Financial statements often list the earnings per share -- how much each share of stock in the company would earn if the company paid out dividends today. Earnings per share is a useful measure of a company's financial worth. In addition, companies may also report on the cash flow per share, which is a measure of the company's total cash flow.
Earnings per share refers to how much each share of stock sold by the company has earned as a dividend during the reporting period. Cash flow per share measures the cash flow for the past 12 months relative to the average earnings per share. Thus, earnings per share shows how much an investor can expect to earn if he purchases stock while cash flow per share shows how the earnings per share impacts the company's cash flow.
Both earnings per share and cash flow per share can give investors an idea of how good an investment a company is. These statistics can also help investors compare large and small companies; small companies cannot sell as much stock as large companies, so comparing their earnings per share gives less information about their relative financial health. Thus, by examining the cash flow per share, investors can determine the impact of dividends on a small company's finances.

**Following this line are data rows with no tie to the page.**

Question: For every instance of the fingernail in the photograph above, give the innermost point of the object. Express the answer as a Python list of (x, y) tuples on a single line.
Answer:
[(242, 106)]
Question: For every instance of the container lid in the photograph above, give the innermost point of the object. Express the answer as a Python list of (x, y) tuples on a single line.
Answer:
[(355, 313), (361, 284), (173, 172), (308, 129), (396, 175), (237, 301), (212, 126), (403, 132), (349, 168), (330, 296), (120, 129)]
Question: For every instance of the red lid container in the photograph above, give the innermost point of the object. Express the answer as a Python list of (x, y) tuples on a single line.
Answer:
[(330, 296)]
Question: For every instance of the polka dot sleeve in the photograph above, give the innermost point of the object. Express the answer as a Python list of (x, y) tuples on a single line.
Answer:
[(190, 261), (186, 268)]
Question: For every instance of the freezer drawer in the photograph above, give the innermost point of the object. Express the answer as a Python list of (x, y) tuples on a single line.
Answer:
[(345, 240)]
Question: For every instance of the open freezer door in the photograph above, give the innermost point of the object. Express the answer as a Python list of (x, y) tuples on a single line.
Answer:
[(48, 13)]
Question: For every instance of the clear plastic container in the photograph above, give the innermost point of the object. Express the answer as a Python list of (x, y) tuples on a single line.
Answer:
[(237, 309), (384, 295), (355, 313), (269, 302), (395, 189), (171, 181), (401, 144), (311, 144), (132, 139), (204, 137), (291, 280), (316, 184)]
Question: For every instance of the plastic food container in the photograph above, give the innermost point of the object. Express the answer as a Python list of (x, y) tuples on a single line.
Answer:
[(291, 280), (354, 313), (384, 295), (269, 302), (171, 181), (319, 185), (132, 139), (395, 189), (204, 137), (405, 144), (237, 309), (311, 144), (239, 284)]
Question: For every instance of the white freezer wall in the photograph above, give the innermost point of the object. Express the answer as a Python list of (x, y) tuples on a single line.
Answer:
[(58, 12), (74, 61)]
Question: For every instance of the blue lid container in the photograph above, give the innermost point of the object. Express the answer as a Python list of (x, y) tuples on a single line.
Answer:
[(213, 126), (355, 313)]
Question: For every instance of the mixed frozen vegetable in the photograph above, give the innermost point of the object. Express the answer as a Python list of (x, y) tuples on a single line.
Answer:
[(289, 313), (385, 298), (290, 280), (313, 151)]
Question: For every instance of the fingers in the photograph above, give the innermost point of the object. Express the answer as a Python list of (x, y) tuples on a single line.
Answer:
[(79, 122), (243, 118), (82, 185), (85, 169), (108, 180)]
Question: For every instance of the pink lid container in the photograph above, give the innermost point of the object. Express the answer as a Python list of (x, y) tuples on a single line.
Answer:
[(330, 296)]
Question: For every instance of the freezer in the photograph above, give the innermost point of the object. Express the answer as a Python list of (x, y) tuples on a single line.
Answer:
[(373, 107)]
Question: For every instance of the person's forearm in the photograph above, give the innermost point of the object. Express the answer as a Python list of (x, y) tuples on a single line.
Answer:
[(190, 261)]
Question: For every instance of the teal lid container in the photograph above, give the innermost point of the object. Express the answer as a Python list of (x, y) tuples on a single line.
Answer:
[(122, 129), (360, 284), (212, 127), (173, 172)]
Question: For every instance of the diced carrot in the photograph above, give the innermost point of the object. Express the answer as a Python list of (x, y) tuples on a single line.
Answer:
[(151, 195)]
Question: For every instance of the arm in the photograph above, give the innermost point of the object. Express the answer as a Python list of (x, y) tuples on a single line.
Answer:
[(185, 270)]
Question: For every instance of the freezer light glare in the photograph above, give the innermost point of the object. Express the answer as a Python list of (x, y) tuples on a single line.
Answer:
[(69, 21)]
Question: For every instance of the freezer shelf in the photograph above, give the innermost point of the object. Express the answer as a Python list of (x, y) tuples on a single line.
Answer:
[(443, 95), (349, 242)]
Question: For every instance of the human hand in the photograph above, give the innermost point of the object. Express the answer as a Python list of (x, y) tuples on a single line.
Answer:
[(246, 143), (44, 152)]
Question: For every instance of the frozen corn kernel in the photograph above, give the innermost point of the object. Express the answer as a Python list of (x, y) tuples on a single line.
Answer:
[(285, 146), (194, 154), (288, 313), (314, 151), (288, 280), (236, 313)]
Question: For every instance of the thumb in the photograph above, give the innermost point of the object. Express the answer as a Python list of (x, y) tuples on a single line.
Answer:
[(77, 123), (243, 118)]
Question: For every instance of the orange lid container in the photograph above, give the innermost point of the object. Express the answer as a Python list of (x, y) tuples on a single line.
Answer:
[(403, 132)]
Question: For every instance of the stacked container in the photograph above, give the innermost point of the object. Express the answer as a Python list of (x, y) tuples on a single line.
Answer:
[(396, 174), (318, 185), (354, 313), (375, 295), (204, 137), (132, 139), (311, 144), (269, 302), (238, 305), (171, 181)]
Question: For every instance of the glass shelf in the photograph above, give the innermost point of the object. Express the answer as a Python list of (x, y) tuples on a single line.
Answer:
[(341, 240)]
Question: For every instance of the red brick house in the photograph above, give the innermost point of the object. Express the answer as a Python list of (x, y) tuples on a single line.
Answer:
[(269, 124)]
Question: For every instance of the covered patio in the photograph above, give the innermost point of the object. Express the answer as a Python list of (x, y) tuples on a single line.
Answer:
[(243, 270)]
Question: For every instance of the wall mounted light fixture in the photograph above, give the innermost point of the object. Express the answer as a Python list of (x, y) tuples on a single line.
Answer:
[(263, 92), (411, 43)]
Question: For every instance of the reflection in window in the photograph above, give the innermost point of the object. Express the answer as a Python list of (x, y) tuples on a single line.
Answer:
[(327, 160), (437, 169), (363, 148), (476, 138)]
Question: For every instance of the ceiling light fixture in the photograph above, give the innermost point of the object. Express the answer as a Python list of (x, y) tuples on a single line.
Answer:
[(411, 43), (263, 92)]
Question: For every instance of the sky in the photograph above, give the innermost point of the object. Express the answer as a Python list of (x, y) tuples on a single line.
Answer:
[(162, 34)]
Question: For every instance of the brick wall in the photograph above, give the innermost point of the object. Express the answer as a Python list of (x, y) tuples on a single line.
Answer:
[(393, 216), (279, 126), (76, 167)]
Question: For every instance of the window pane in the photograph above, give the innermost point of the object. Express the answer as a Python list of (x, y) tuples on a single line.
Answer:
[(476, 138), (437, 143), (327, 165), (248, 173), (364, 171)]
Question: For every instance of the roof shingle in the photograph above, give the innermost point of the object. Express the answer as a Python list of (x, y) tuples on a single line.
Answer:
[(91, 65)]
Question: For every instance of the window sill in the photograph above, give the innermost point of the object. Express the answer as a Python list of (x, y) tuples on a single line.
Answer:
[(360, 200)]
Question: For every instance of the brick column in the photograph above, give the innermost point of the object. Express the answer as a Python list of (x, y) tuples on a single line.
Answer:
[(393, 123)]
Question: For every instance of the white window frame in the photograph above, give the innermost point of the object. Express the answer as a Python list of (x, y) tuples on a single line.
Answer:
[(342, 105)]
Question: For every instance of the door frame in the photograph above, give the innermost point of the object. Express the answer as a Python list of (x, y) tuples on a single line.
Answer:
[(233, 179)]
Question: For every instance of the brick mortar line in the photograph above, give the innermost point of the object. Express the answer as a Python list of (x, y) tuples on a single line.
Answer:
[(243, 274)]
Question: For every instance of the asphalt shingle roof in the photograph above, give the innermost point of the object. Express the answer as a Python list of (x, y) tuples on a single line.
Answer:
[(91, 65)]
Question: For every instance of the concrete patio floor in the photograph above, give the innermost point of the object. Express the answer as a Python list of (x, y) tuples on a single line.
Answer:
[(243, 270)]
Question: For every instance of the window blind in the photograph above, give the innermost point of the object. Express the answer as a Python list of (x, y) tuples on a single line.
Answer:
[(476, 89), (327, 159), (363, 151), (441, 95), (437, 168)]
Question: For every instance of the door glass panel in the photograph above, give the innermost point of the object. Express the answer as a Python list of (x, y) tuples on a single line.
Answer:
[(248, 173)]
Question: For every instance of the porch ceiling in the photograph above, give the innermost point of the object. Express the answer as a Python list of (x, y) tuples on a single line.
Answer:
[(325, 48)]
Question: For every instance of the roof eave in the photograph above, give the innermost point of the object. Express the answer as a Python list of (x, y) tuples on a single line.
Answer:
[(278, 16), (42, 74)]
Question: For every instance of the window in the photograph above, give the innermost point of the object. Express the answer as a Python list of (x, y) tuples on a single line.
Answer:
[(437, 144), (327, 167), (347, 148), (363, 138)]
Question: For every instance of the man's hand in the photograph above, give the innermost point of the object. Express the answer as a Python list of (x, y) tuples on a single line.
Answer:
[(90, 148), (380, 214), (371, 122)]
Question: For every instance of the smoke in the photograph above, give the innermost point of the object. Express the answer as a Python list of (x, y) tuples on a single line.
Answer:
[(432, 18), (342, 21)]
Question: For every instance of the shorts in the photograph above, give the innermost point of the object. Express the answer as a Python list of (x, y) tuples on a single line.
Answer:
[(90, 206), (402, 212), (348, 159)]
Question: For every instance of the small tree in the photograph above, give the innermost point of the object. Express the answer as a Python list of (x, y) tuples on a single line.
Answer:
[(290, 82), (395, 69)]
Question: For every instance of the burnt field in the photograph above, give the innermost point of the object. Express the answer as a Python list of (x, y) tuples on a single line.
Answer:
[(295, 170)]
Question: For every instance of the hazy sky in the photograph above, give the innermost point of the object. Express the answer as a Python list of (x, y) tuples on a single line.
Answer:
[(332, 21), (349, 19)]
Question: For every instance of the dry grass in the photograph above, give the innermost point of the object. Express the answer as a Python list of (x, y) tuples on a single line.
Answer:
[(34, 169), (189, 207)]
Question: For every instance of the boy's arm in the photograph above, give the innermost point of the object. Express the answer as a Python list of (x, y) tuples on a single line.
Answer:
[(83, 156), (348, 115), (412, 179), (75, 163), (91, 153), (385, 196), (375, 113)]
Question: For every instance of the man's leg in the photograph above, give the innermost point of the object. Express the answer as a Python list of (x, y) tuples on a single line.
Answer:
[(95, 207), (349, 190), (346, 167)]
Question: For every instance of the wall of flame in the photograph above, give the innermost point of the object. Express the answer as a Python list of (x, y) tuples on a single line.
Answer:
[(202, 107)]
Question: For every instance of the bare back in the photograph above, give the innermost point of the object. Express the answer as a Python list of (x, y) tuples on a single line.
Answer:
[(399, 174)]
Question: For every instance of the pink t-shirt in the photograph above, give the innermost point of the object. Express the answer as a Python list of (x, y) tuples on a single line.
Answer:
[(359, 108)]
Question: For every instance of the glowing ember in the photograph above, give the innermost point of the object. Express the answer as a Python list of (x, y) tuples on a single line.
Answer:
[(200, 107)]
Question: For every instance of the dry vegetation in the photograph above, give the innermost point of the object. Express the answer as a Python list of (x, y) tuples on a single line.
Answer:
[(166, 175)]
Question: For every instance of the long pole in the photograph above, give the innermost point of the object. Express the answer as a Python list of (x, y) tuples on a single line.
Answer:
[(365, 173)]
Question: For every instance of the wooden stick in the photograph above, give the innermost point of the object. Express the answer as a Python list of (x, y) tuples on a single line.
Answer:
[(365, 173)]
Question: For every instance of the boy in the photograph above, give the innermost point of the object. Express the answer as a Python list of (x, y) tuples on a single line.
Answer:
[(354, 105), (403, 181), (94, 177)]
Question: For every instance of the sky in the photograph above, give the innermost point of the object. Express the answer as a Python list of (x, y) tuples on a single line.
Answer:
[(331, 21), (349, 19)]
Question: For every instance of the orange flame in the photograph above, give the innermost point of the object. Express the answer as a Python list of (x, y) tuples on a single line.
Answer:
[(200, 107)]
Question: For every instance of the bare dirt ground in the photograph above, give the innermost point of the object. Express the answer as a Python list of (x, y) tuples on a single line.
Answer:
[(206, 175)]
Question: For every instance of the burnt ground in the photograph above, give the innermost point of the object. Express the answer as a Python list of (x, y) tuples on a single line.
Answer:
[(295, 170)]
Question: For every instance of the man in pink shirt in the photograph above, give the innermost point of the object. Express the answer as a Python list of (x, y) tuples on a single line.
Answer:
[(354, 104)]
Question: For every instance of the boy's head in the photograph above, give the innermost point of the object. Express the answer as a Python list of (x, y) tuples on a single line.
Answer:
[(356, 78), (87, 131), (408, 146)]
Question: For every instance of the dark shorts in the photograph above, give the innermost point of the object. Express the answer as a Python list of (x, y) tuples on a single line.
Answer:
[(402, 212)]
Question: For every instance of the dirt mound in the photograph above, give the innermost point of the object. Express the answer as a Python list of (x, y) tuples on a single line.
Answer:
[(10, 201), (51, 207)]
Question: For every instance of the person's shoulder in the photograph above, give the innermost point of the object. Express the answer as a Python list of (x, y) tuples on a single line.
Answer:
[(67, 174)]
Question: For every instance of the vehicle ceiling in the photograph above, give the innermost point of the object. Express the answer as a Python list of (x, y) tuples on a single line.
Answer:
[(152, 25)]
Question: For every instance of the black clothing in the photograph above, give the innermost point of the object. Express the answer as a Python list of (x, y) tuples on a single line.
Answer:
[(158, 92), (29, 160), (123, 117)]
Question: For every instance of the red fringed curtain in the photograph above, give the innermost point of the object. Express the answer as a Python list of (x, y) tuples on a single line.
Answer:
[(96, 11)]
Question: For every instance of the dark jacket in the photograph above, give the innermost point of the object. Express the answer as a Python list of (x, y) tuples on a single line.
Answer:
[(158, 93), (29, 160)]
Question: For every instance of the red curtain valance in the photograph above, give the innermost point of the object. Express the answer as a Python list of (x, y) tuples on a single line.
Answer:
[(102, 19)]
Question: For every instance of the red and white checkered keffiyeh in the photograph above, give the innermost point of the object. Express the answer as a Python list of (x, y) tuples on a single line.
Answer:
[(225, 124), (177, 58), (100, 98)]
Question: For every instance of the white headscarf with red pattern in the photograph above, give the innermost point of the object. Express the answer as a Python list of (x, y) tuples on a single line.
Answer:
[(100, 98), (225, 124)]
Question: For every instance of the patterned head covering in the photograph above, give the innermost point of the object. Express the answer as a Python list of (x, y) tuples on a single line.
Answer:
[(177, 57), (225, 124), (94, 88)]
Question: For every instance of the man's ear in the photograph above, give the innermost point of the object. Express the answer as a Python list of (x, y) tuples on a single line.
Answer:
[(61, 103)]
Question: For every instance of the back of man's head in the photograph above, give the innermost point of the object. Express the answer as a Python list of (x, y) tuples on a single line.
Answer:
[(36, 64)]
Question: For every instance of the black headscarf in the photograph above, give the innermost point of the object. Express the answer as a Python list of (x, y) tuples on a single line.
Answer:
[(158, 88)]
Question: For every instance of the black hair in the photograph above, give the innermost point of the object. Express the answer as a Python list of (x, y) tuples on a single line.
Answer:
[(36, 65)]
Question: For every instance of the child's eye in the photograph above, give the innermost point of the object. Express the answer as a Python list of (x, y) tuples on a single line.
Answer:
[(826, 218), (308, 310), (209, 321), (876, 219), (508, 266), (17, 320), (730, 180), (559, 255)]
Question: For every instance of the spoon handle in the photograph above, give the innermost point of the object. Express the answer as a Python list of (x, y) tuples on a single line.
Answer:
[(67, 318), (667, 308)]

Investors can compare earning- per-share numbers for the past three to five years to determine whether a business is growing or shrinking during that time. If a business' earnings per share rate doesn't grow significantly or even decreases over time, the business is a weaker investment than if the earnings per share rate grows significantly every year. Cash flow per share doesn't provide this information as it is looking specifically at the company's cash flow, which can change many times over the course of the reporting period.
A company pays dividends to its stockholders on an annual basis based on the ratio of the market price of the stock to the earnings per share. If the market price divided by the earnings per share is close to zero, the company will not pay out dividends. Cash flow per share only impacts dividend payments in terms of the company's analysis of whether it has enough cash on hand to afford to pay investors.